Along with the rooftop, another source of water for the QBG’s waterway was a sculpture-like fountain between the main entrance and the Pin Oak Allee.
Another element of the first phase of the Master Plan that has been completed is the Parking Garden, where permeable paving absorbs water, which is filtered through the earth and wetland plants.
In comparison to the generously funded botanical gardens in the Bronx and Brooklyn, QBG has always struggled to match its ambitions. The introduction of environmentally friendly postmodern design to the QBG has earned it international attention, which could help attract donors in order to enable the Master Plan to proceed to its next phase. At this time, all of the QBG’s patrons enter the property through its Parking Garden or Main Gate, with the bridge connecting to Flushing Meadows padlocked.
It is a shame, considering that the bridge leads to the borough’s largest park, home to the Queens’ leading cultural institutions. In the 2001 Master Plan, the architects proposed extending the bridge above the QBG’s Wetland Garden, giving travelers a free view of the site. The bridge would be part of the Brooklyn-Queens Greenway, a continuous bike route that runs mostly through park properties, but not through the QBG, where it runs along its periphery on local streets.
Unfortunately, financial realities appear to have scaled down the ambitious western entrance plan and a more modest design was submitted in 2011, eliminating the bridge that would have spanned the garden.
So For Now…
For now, the western half of the QBG remains mostly untouched as funding is sought to advance the Master Plan. The only part of the garden’s stream that is a reality is a short section running past the Administration Building and within the Wedding Garden. It is the only hint of what was once Kissena Creek flowing through the QBG.
In contrast to the QBG, the New York Botanical Garden is bisected by the Bronx River; the Brooklyn Botanical Garden has its own artificial stream and a Japanese-style pond; the Staten Island Botanical Garden at Snug Harbor has Harbor Brook.
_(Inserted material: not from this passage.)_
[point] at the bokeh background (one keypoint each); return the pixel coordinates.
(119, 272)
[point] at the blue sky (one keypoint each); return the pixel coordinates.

As for Manhattan, the city’s flagship borough does not have an eponymous botanical garden, but it does have the Conservatory Garden in Central Park and the Heather Garden at Fort Tryon Park as its leading botanical attractions.
In the News: The iconic Sixth Street Viaduct above the Los Angeles River is coming down, to be replaced with a more contemporary design.
As today is Wednesday, I would like to share some stream-related reading materials. Since childhood, I’ve been a devoted reader of National Geographic Magazine, collecting enough copies to fill a bookshelf and hanging its poster maps on my walls while my classmates had sports and music stars on their walls. Its two most recent issues show that in an age of declining print publications, NG refuses to go down quietly, kicking off 2016 with a plenty to digest on parks and urban history.
For its January edition, the magazine celebrates the positive value of parks on the human psyche. As a staffer at NYC Parks, it’s the type of cover worthy of hanging on my office wall, right by my CCNY diploma. For February, the magazine scraped beneath London’s Streets, uncovering not only centuries of urban history, but also one of the city’s oldest hidden urban streams, the River Walbrook. When London was a modest Roman outpost, the Walbrook supplied water to its residents, but also served as an open sewer.
The magazine’s online edition has more information on hidden urban streams, documenting 11 of them around the world in partnership with urban spelunker Steve Duncan.
Although the Hudson is certainly not a hidden river, as a New Yorker, I feel proud whenever it appears in the Magazine, for example:
March 1962, above. January 1978, below.
March 1996, below.
As a subscriber, I have access to the online scans of every edition going back to 1888. If that alone is not a reason to support the research and journalism of National Geographic, then I don’t know what is.